I hope the two of you last. I hope he has grown since last we spoke. I hope he treats you so much better than he treated me. I hope he has grown into the man I always wanted him to be.

Whether he told you about me or not, whether he chose to work on himself internally or you worked on his past with him, you are someone that I knew needed to walk into his life. You are the kind of person I knew he needed from the moment I walked away.

The kind to stick by a man's side when he has royally messed up. The kind to call him out when he's messed up. The kind to accept his failures and love his faults.

And for this I thank you, I applaud you, and I cheer for you.

I thank you for accepting the man that I could not. I thank you for allowing him to grow into the man you deserve. I thank you for being his "one." And most importantly, I thank you for making sure I wasn't "the one."

I applaud you for loving the man that I could not. I applaud you for waiting on him to become a man worth waiting for. I applaud you for entering into his family and allowing him to enter yours.

I cheer for you and only you. I cheer for you to be happy, whether that is with him or not. I cheer for other women to have the life they want. If yours is with him, then I cheer for both of you. But I will also cheer for only you if he does something to make you want to leave him. I will also cheer for your safety and for your sanity. Always.

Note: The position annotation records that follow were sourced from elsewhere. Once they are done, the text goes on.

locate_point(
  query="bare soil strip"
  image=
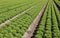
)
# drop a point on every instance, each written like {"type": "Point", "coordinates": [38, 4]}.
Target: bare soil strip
{"type": "Point", "coordinates": [9, 20]}
{"type": "Point", "coordinates": [30, 31]}
{"type": "Point", "coordinates": [57, 5]}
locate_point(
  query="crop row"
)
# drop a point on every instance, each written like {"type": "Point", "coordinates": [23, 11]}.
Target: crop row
{"type": "Point", "coordinates": [58, 2]}
{"type": "Point", "coordinates": [17, 27]}
{"type": "Point", "coordinates": [14, 6]}
{"type": "Point", "coordinates": [9, 14]}
{"type": "Point", "coordinates": [49, 24]}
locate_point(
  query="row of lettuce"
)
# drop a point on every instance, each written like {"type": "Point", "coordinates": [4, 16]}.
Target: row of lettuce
{"type": "Point", "coordinates": [58, 2]}
{"type": "Point", "coordinates": [17, 27]}
{"type": "Point", "coordinates": [14, 10]}
{"type": "Point", "coordinates": [49, 26]}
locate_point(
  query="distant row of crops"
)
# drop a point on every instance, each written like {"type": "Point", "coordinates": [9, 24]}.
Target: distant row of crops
{"type": "Point", "coordinates": [48, 27]}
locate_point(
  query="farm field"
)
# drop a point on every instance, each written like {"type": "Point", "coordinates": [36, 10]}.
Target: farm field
{"type": "Point", "coordinates": [29, 18]}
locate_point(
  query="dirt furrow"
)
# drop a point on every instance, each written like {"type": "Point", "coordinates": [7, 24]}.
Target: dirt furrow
{"type": "Point", "coordinates": [30, 30]}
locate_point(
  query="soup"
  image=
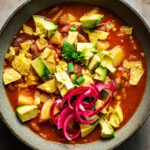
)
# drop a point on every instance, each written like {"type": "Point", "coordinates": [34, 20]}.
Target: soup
{"type": "Point", "coordinates": [72, 73]}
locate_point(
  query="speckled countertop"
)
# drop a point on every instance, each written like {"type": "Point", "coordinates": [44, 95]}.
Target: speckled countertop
{"type": "Point", "coordinates": [140, 141]}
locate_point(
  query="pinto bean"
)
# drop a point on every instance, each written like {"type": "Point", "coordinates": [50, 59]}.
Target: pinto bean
{"type": "Point", "coordinates": [65, 29]}
{"type": "Point", "coordinates": [63, 21]}
{"type": "Point", "coordinates": [34, 51]}
{"type": "Point", "coordinates": [81, 38]}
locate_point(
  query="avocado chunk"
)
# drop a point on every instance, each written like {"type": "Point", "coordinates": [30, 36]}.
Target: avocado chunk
{"type": "Point", "coordinates": [107, 130]}
{"type": "Point", "coordinates": [118, 55]}
{"type": "Point", "coordinates": [63, 83]}
{"type": "Point", "coordinates": [90, 21]}
{"type": "Point", "coordinates": [27, 112]}
{"type": "Point", "coordinates": [107, 60]}
{"type": "Point", "coordinates": [49, 86]}
{"type": "Point", "coordinates": [95, 61]}
{"type": "Point", "coordinates": [85, 57]}
{"type": "Point", "coordinates": [100, 73]}
{"type": "Point", "coordinates": [44, 28]}
{"type": "Point", "coordinates": [41, 68]}
{"type": "Point", "coordinates": [86, 46]}
{"type": "Point", "coordinates": [116, 118]}
{"type": "Point", "coordinates": [87, 128]}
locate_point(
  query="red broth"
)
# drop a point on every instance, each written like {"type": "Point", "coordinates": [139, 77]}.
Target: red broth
{"type": "Point", "coordinates": [130, 99]}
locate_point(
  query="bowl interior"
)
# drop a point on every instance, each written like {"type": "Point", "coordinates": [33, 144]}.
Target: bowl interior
{"type": "Point", "coordinates": [24, 134]}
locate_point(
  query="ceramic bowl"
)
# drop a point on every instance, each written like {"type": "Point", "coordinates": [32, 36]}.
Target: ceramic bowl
{"type": "Point", "coordinates": [124, 11]}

At the end of the day, I do not know what kind of man he is now. I do not know what kind of husband he is. I do not know what kind of wife you are. If he is a kind and loving man, one that does not mentally, emotionally, or physically tear you down each day, if he is a trustworthy and trusting husband, one that is secure in his life with you; if he is the kind of man that your parents dreamed of for you, then I will continue to be content with the joy that he brings you.

However, if he is a mean and rude man, one that continues to slowly tear you down day by day, if he is an untrustworthy man and a man that does not trust, one that is constantly insecure in himself and live with you, if he is the kind of man your parents dreaded coming near their daughter, then I will be here ready and willing to take on your cry for help. I will be here with advice, shelter, and comfort.

If he becomes the man that cheated on me if he becomes the man that I wished would take responsibility for his actions, if he becomes the man that I left, know that you have a sister and friend in me. Know that whatever your choice may be, I will support you and your life decisions.